Selasa, 05 April 2011

People Were Chipping Stone Tools in Texas More Than 15,000 Years Ago


Some 15,500 years ago early nomadic North Americans had already set up camp near Buttermilk Creek in central Texas's hill country, where they left behind impressive array of stone tools and artifacts.

Such an old habitation predates the widespread toolmaking tradition known as Clovis, which spread across the continent some 12,800 to 13,100 years ago and was once thought to mark the first wave of settlers in the Americas. The find is "unequivocal proof for pre-Clovis occupation of America," said Steven Forman, of the Department of Earth and Environmental Sciences at the University of Illinois at Chicago.

The area where the tools were found, northwest of Austin, must have been an appealing campsite for millennia, because it bears a record of nearly continuous occupation from 15,500 years ago. The discovery is detailed in a new study, published online March 24 in Science.

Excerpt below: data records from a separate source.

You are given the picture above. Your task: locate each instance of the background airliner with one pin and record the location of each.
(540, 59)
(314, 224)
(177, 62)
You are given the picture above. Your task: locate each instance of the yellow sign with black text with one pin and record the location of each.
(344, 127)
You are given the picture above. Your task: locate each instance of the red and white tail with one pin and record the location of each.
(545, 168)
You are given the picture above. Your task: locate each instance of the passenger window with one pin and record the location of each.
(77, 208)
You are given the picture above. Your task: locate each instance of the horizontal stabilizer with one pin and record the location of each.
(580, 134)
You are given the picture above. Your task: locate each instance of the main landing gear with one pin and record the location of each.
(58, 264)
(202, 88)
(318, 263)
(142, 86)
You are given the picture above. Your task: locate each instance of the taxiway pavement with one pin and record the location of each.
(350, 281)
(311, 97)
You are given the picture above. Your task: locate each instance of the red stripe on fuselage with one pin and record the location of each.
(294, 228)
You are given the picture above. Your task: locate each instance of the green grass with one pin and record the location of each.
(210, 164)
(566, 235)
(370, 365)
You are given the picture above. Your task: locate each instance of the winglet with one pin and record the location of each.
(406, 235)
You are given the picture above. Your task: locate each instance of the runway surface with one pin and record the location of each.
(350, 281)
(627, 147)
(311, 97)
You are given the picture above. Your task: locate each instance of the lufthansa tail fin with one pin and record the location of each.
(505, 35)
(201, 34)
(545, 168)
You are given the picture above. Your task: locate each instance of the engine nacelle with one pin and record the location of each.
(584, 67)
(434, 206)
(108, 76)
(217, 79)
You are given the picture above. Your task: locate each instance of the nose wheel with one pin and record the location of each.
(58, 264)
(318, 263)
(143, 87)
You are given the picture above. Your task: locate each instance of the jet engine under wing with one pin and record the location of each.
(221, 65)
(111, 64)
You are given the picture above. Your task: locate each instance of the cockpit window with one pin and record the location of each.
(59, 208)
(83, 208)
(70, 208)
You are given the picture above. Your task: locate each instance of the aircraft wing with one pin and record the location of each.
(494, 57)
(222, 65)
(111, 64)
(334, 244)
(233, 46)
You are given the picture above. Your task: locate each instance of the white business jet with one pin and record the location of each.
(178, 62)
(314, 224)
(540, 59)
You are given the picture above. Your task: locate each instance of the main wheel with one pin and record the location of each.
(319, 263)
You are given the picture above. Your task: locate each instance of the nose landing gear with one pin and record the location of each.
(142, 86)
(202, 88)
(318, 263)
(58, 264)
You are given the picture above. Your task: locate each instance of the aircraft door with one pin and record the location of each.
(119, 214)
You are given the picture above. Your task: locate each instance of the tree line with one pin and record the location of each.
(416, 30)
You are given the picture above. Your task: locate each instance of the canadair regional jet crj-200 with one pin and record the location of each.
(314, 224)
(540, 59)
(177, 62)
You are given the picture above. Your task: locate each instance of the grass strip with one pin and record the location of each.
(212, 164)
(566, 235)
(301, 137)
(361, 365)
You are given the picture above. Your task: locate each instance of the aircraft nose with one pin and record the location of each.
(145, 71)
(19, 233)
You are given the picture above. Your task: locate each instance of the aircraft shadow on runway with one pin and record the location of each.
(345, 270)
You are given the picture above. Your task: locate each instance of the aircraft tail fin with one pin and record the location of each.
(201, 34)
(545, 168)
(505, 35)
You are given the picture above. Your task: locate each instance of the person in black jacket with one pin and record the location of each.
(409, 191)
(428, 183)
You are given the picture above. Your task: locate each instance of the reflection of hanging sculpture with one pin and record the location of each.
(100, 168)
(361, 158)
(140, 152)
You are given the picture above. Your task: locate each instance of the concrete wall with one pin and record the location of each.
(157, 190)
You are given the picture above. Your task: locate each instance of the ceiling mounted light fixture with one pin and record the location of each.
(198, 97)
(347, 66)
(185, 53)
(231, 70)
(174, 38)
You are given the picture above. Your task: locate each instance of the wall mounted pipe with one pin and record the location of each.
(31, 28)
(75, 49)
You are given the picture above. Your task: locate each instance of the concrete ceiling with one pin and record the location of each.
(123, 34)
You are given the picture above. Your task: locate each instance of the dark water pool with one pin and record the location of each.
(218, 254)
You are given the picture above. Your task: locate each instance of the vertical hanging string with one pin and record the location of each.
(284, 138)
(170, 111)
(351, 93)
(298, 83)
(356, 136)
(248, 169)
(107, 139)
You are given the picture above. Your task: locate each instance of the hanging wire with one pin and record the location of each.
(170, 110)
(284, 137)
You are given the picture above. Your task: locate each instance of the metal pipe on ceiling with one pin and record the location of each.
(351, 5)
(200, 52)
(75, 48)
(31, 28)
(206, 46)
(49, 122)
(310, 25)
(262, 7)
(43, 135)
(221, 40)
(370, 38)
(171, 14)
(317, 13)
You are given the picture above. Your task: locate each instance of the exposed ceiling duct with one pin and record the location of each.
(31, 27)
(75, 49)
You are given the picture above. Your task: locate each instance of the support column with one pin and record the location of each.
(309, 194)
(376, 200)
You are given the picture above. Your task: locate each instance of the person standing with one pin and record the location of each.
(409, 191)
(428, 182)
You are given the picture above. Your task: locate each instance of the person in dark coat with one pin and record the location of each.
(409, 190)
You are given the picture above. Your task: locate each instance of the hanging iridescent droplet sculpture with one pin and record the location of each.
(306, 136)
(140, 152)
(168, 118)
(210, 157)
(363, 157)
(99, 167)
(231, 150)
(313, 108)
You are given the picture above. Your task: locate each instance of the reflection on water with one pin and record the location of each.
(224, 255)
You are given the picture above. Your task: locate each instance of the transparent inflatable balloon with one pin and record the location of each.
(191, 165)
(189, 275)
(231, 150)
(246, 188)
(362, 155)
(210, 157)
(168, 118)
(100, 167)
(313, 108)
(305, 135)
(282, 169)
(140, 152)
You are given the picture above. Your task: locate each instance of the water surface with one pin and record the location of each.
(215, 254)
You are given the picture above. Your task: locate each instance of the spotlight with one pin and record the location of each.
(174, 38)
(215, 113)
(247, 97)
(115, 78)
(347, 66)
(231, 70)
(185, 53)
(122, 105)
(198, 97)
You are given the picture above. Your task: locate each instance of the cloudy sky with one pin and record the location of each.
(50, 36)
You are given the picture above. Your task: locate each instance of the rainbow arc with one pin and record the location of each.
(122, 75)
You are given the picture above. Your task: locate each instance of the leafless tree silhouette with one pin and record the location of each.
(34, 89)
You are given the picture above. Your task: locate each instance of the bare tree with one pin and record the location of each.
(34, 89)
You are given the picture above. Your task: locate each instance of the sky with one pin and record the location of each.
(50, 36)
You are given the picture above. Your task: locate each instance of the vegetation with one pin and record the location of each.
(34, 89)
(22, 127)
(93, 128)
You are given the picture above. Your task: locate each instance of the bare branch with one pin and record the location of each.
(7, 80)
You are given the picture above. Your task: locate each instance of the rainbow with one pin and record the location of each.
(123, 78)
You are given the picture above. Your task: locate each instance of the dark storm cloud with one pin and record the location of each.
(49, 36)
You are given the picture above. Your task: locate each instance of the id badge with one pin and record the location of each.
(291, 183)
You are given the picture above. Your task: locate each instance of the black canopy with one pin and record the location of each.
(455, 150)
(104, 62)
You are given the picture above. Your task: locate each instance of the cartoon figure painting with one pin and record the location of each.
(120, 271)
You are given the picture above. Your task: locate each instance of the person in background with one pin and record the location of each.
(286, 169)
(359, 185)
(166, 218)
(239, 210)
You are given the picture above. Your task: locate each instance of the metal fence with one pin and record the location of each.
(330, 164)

When the makers of these tools were using the site (from 15,500 to 13,200 years ago), the region would have been slightly cooler than it is today, probably by an average of about 5 to 6 degrees Celsius—"rather amiable at that time period," Lee Nordt, of Baylor University's Department of Geology and co-author of the new study, said in a press briefing on Wednesday. But the resources in the area were likely plentiful, added Michael Waters, of the Center for the Study of the First Americans at Texas A&M University in College Station and co-author of the new study. With the rich hill country around them, "it's not surprising people came back time and time again."

The people who left the tools and fragments described in the study were likely hunter–gatherers, passing through the site from time to time over thousands of years. "This was a mobile tool kit—something that was easily transported," Waters said.

The prevalence of Clovis style tools—epitomized by fine, fluted (grooved) stone points—across the continent had suggested to many archaeologists for decades that the groups who made these tools must have comprised the first wave of settlement in the Americas. This arrival would have placed the initial migration from northeastern Asia over the Bering Land Bridge and through the Arctic corridor that opened between ice sheets at some 15,000 years ago.

This latest tool evidence, however, suggests that people were already making and discarding stone tools about 15,500 years ago, which would mean that the migration likely occurred even earlier. "You'd have to get to central Texas, and that would probably take a little while," Waters said.

Waters argues that their find of 15,528 artifacts (made from chert, a flint-like rock), which span the 2,400 years before the accepted emergence of Clovis technology 13,100 years ago, is the nail in coffin of the theory that Clovis toolmakers were the first inhabitants of the New World, the so-called Clovis-first model. "This is almost like a baseball bat to the side of the head to the archaeological community to wake up," he said.